Al niño, que nació y se crió a la sombra del ruido de las fábricas, se lo llevan al campo y allí sufre y muere en el exilio nostálgico del ruido de los grandes motores, del correr de las correas de transmisión, de los grandes palacios de hierros iluminados con grandes y blancas lámparas eléctricas.
—Pero, ¿es que no te gusta la serenidad del campo?
—¿Por qué tiene que gustarle a uno la serenidad?
—¿No te gustan la luz, el aire, los árboles, tan bonitos y tan verdes?
—A mí no, señora, ¿por qué habrían de gustarme las cosas verdes? ¿Por qué el sol ha de ser más bonito que las lámparas eléctricas? Si me dijesen el porqué, tal vez me gustaran.
Cuánto enfado ponían en su alma el horror de la noria, ¡tan de madera!, y los bueyes tirando del carro. Solo a lo lejos el tren… el tren. Esta era la vela que cruzaba por el horizonte de su vida de exilio. El tren avanzó sobre él y todo su miedo le supo a orgullo. Esperó temblando, temblando, amándolo, amando la llegada férrea y tremenda desde lejos. Súbitamente, el tren sorteó la curva y se fue haciendo enorme. De pronto, se echó sobre él, siendo ya del tamaño del universo entero.
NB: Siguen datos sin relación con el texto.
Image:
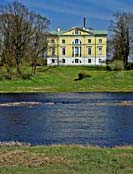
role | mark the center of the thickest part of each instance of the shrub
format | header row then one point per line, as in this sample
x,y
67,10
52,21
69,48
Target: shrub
x,y
26,76
116,65
1,77
83,75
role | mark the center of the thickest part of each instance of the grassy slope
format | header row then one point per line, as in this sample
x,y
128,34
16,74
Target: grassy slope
x,y
65,160
61,79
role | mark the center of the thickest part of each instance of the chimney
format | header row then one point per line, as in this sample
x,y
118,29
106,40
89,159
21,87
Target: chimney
x,y
58,29
84,23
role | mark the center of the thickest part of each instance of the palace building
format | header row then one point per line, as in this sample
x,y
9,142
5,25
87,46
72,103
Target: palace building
x,y
77,46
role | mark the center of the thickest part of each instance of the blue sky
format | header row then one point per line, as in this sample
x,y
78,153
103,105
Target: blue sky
x,y
69,13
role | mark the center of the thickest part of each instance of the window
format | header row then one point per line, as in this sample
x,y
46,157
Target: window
x,y
53,60
63,60
100,50
76,31
53,51
89,40
89,60
100,40
76,41
89,50
76,51
63,51
76,60
100,60
63,40
52,41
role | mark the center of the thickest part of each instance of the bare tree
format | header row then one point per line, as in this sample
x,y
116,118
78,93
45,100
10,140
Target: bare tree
x,y
39,40
121,36
20,29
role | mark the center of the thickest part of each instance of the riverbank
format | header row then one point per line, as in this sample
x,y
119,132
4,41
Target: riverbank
x,y
65,160
65,79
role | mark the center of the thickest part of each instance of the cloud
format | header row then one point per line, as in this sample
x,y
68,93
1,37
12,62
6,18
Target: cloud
x,y
101,10
69,7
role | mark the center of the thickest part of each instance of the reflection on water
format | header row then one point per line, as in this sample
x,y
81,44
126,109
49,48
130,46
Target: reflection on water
x,y
104,119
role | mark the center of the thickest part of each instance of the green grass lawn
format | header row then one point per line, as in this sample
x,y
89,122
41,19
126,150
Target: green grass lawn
x,y
61,79
66,160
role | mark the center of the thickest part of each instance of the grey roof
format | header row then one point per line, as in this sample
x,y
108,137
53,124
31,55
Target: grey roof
x,y
95,32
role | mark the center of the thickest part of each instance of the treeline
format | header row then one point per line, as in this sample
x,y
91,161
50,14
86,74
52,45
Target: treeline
x,y
121,40
22,37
De esta forma, murió el niño superior que fue fiel a su origen urbano y prefirió la muerte al exilio de las máquinas y de las calles estrechas y de los grandes salones de las iluminadas fábricas con lámparas blancas, eléctricas, cuadrantes de luces por la negrura.
Le habrían asesinado el alma, poco a poco, con el sol y el paisaje. ¡La abominación de los faroles de petróleo en las noches odiosas de tanto silencio!
Si le hubieran dicho que el sol es una inmensa lámpara eléctrica, acaso lo hubiera amado. Pero es que nadie comprende a los niños.